GOLD Price Analysis – Aug 12, 2024
Daily Price Outlook
Gold (XAU/USD) started this week on a bullish track and drew further bids around the 2,442 level, hitting an intra-day high of 2,445.
The upward rally is attributed to increasing geopolitical risks and rising expectations that the Federal Reserve (Fed) will cut interest rates at its next meeting.
Lower interest rates are positive for Gold as they reduce the opportunity cost of holding a non-interest-paying asset.
Meanwhile, the conflict in Gaza is escalating, prompting investors to seek safe-haven assets.
According to Axios news, Israeli Defence Minister Yoav Gallant has reported that Israel anticipates a large-scale military attack by Iran, which could significantly escalate the conflict and threaten global stability.
Looking ahead, traders seem cautious about placing strong positions ahead of US inflation data.
The US Producer Price Index (PPI) will be released on Tuesday, followed by the Consumer Price Index (CPI) on Wednesday.
Additionally, US Retail Sales data on Thursday will influence expectations regarding Federal Reserve policy. Meanwhile, geopolitical developments will also be crucial in determining the near-term direction of the commodity.
Gold Prices Supported by Fed Rate Cut Expectations and Inflation Data
On the US front, traders are betting that the Federal Reserve (Fed) will cut interest rates at its next meeting, which is positive for Gold as lower rates reduce the opportunity cost of holding the non-interest-paying asset.
The Fed's likely move has sparked interest in Gold, with traders anticipating a 49.5% chance of a 0.25% rate cut and a 50.5% chance of a 0.50% cut in September, according to the CME FedWatch Tool.

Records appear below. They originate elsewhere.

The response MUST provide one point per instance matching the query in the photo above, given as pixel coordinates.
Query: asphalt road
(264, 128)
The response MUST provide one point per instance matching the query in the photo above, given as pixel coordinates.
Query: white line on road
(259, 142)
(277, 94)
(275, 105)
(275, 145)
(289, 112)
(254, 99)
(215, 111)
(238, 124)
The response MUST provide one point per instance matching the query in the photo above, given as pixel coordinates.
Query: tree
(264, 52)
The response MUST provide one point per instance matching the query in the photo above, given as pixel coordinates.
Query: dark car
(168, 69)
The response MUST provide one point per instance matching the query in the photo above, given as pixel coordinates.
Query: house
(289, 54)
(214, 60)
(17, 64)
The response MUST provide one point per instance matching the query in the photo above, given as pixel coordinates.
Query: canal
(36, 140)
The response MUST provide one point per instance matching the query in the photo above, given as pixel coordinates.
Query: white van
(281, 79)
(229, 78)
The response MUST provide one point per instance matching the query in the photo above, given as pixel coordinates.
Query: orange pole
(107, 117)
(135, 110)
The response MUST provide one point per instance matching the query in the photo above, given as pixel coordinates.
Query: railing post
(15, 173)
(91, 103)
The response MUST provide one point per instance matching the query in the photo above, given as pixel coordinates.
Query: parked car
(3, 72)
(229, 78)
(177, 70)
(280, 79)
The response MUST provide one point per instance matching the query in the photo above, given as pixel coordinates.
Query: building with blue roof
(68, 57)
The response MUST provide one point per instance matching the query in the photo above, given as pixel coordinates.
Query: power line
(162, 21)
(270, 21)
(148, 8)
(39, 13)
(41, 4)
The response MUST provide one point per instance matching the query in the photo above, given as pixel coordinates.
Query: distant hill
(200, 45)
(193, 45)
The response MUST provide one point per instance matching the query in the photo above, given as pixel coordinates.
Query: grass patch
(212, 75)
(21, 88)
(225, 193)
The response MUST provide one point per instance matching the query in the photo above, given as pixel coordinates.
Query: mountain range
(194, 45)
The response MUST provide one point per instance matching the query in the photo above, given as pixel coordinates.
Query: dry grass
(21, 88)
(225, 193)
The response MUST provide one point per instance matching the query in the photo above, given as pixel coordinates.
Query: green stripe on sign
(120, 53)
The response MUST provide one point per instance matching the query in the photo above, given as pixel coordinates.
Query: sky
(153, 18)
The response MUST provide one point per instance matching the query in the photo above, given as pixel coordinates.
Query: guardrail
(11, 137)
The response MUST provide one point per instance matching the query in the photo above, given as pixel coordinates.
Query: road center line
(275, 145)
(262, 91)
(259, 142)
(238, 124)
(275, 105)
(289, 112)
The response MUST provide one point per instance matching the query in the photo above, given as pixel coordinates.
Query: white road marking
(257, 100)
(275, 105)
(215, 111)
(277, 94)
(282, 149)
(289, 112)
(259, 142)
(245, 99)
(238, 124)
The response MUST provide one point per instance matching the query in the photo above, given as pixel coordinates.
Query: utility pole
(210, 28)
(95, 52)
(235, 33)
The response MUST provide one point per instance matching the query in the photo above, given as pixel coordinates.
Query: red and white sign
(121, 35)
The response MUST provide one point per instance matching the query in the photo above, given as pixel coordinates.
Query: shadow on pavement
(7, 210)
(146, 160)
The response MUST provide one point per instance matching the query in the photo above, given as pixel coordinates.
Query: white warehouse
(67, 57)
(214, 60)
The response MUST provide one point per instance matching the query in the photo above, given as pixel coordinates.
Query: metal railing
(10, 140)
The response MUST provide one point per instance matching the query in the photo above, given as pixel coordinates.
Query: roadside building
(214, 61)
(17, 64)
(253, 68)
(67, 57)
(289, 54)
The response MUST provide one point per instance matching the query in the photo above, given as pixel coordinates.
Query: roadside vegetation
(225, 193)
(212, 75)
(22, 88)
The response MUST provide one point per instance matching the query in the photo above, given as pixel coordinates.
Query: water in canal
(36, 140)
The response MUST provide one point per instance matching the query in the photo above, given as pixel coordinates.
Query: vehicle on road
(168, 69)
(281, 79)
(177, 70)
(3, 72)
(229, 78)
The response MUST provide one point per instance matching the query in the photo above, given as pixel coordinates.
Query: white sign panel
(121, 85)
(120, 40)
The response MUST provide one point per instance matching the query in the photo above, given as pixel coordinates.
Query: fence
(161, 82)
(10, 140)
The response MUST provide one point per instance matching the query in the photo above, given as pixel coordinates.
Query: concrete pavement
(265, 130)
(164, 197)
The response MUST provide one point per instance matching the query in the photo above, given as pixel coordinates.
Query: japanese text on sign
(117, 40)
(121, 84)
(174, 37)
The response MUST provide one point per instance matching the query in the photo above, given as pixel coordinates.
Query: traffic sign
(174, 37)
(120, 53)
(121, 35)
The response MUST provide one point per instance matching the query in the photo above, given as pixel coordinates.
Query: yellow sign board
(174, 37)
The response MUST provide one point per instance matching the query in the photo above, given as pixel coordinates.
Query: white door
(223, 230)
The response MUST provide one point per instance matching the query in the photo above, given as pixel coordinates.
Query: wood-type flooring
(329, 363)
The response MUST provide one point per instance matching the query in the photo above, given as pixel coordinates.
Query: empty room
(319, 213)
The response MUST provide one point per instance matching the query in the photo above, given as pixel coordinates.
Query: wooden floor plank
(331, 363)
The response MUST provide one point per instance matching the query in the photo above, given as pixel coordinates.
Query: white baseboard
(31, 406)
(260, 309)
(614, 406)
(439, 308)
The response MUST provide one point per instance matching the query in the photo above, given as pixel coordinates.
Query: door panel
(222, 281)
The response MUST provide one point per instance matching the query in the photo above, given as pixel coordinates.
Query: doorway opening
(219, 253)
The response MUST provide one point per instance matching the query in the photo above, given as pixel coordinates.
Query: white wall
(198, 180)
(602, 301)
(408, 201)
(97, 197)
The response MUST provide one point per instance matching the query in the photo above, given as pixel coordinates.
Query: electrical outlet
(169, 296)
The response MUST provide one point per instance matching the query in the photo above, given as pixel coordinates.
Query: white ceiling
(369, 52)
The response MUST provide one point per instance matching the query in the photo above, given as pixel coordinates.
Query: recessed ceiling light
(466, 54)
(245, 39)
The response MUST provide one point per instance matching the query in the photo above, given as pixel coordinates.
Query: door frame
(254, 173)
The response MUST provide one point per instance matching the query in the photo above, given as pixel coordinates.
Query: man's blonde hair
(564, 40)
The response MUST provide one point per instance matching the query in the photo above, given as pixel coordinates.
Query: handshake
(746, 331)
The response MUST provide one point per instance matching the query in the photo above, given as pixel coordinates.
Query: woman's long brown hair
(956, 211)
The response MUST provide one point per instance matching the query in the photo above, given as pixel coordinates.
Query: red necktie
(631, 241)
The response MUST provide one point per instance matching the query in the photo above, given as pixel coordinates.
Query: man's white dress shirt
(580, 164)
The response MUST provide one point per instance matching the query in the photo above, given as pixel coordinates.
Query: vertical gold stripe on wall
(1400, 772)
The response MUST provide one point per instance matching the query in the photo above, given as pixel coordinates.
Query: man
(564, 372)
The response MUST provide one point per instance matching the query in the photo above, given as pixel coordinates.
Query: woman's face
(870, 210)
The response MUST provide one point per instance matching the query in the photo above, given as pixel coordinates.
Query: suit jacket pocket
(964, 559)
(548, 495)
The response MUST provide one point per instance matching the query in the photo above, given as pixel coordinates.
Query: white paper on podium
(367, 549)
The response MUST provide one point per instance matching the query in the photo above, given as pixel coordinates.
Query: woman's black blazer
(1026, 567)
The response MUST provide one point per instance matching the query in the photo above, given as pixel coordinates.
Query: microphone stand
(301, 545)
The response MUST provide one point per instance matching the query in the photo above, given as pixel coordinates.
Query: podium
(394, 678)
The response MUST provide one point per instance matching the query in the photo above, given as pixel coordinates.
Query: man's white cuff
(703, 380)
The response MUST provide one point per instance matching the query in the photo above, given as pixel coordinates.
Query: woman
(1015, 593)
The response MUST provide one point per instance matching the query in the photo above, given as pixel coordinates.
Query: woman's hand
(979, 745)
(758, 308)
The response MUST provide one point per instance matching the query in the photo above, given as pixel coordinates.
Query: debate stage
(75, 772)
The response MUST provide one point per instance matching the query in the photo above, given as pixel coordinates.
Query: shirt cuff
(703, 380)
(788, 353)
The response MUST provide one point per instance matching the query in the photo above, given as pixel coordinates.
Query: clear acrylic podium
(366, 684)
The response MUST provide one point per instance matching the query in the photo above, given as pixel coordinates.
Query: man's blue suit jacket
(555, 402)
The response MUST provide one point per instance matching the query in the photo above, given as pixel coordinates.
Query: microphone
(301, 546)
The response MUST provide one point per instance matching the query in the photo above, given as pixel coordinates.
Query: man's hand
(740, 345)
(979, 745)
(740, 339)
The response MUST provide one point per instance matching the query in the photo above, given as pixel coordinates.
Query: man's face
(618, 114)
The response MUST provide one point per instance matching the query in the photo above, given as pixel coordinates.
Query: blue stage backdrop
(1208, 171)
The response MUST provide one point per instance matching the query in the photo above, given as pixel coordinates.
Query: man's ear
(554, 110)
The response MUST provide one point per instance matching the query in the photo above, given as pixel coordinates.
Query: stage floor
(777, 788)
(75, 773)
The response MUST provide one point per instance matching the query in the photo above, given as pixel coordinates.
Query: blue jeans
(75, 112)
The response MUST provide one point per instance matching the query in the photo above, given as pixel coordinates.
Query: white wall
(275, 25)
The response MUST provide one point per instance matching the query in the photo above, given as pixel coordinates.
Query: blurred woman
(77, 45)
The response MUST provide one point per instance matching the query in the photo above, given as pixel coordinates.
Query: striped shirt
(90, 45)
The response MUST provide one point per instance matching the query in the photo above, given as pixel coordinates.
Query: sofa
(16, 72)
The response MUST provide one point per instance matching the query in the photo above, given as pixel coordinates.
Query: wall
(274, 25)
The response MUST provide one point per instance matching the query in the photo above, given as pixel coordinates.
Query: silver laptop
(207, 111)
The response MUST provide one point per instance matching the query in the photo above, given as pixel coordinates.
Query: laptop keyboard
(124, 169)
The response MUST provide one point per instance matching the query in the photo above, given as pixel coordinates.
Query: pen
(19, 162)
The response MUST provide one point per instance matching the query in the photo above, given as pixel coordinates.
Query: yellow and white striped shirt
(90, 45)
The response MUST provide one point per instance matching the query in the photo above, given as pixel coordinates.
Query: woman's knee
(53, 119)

On the data front, the Consumer Price Index (CPI) for July, due on Wednesday, is expected to show a 0.2% increase for both headline and core inflation, following a 0.1% decline in headline CPI in June.
Meanwhile, the Producer Price Index (PPI), to be released on Tuesday, is forecast to rise by 0.1% in July after a 0.2% gain in June.
If the actual CPI figure is higher than expected, it could lead to doubts about aggressive Fed rate cuts, potentially impacting Gold prices negatively.
Therefore, if the Fed cuts rates, Gold prices could rise as lower interest rates make holding Gold more attractive compared to interest-bearing assets. Higher rate cut expectations generally boost Gold demand.
Geopolitical Tensions Drive Gold Prices Up Amid Gaza Conflict
On the geopolitical front, Gold is rising as investors seek safe-haven assets amid fears that the Gaza conflict will escalate.
According to Israeli Defence Minister Yoav Gallant, Israel expects a large-scale military attack from Iran, which could further destabilize the region.
Recent Israeli attacks have killed at least 25 Palestinians in the past 24 hours, and since October 7, about 1.8% of Gaza’s population has been killed, with most victims under 30.
Hezbollah has also intensified the conflict by launching rockets into northern Israel, targeting several towns.
Hamas is urging the US, Qatar, and Egypt to implement a ceasefire plan proposed by President Joe Biden rather than continue with negotiations. The ongoing conflict has resulted in at least 39,897 deaths and 92,152 injuries in Gaza.
GOLD (XAU/USD) - Technical Analysis
Gold prices are currently hovering around $2,432.25, showing minimal movement with a slight decline of 0.01%.
The 4-hour chart reveals a cautious sentiment among traders as gold remains confined within a narrow trading range.
The immediate resistance is set at $2,431.41, just below the pivot point at $2,451.98. If the price breaks above this immediate resistance, we could see a rally toward the next resistance levels at $2,452.64 and $2,477.89.
Conversely, if the price fails to hold above the pivot point, immediate support is found at $2,380.82, with further downside potential leading to support at $2,354.48 and $2,335.02.
The 50-day Exponential Moving Average (EMA) is positioned at $2,420.84, which serves as a critical support level.
The current RSI reading of 58 suggests a neutral market sentiment with a slight bullish bias, indicating that the market may still have room to move higher before hitting overbought territory.
Given the technical setup, a buy position above the $2,420 level appears prudent, targeting a potential take profit at $2,450.
However, a stop-loss order should be placed just below $2,405 to manage risk in case of a downside reversal.